[Edito] L’os des impôts

©Franck Alix/JT
©Franck Alix/JT

Il n’y a que la reine Elisabeth II pour rester 63 ans sur un trône. Pour les autres, c’est plus compliqué. Même Claire Chazal ne sera pas éternelle sur TF1. Personne n’est irremplaçable. Jean-Luc Moudenc l’a compris. A son élection en 2014, on aurait pu croire à un long début de règne toulousain mais la réalité s’avère plus complexe. La débâcle de la droite aux départementales a sonné un signal d’alerte. La (Haute) Garonne n’est pas un long fleuve tranquille. Et l’augmentation des impôts est le courant dangereux qui peut l’emporter à tout jamais. Prenant toute la mesure du danger, Jean-Luc Moudenc prend les choses en main. Les Toulousains n’en verront pas l’effet dans leur porte-monnaie mais plutôt dans leur boîte aux lettres. Ils y trouveront un joli cadeau de rentrée : un hors-série du bulletin municipal, ‘‘spécial impôts locaux’’. Une lecture à méditer. On pourrait déjà discuter de l’intérêt des journaux institutionnels de manière générale. Un outil de communication pour les uns, de propagande pour les autres. Mais la différence entre les deux est mince.

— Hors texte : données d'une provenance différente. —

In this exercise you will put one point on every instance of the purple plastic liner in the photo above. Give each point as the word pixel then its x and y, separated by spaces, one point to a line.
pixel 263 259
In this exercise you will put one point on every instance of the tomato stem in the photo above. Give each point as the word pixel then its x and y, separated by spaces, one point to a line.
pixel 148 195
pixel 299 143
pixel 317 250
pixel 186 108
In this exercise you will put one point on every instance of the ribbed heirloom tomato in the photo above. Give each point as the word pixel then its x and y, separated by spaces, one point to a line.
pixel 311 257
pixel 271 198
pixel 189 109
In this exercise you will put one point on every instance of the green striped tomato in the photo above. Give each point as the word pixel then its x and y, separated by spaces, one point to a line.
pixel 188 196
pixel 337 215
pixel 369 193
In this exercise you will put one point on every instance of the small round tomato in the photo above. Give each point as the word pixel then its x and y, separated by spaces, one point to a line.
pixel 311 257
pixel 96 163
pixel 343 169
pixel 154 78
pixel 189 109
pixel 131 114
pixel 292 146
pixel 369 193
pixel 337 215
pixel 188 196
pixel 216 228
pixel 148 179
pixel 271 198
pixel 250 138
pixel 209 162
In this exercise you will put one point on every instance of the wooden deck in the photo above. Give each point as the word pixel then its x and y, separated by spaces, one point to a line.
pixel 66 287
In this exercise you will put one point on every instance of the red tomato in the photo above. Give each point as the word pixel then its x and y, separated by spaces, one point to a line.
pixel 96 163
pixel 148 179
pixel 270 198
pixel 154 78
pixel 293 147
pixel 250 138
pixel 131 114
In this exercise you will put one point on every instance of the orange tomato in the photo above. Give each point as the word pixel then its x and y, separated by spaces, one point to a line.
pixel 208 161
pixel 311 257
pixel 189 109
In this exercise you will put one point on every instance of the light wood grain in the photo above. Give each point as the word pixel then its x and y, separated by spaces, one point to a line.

Dans son ‘‘édito’’ (on note la reprise du vocabulaire journalistique…), le maire et ‘‘directeur de la publication’’ du bulletin s’explique. Inlassablement, il rappelle la baisse des dotations de l’Etat et « l’héritage de l’ancienne mandature ». Jean-Luc Moudenc se dit « conscient du risque personnel » qu’il a pris, pour ne pas dire politique… « J’aurai pu en rester là, minimiser la portée de cette décision et tabler sur l’oubli progressif du contribuable ». On peut reconnaitre un certain courage à remettre le sujet sur le devant de la scène pour une question de transparence. Cela lui permet également de prendre les devants sur l’opposition qui n’est pas prête à lâcher l’os des impôts. Assumer, est toujours la meilleure option en politique. Mais assumer en l’occurrence revient à développer sur quatre pages la mauvaise gestion de l’ancienne municipalité, sur quatre autres pages, le désengagement de l’Etat, et à établir un comparatif avec les autres villes de France (le ‘‘c’est pire ailleurs’’ est rassurant). Lorsqu’il en arrive à son action, elle se résume en deux points : le redressement de la situation et des investissements. Jean-Luc Moudenc a donc le courage d’affirmer qu’il fait tout pour le mieux.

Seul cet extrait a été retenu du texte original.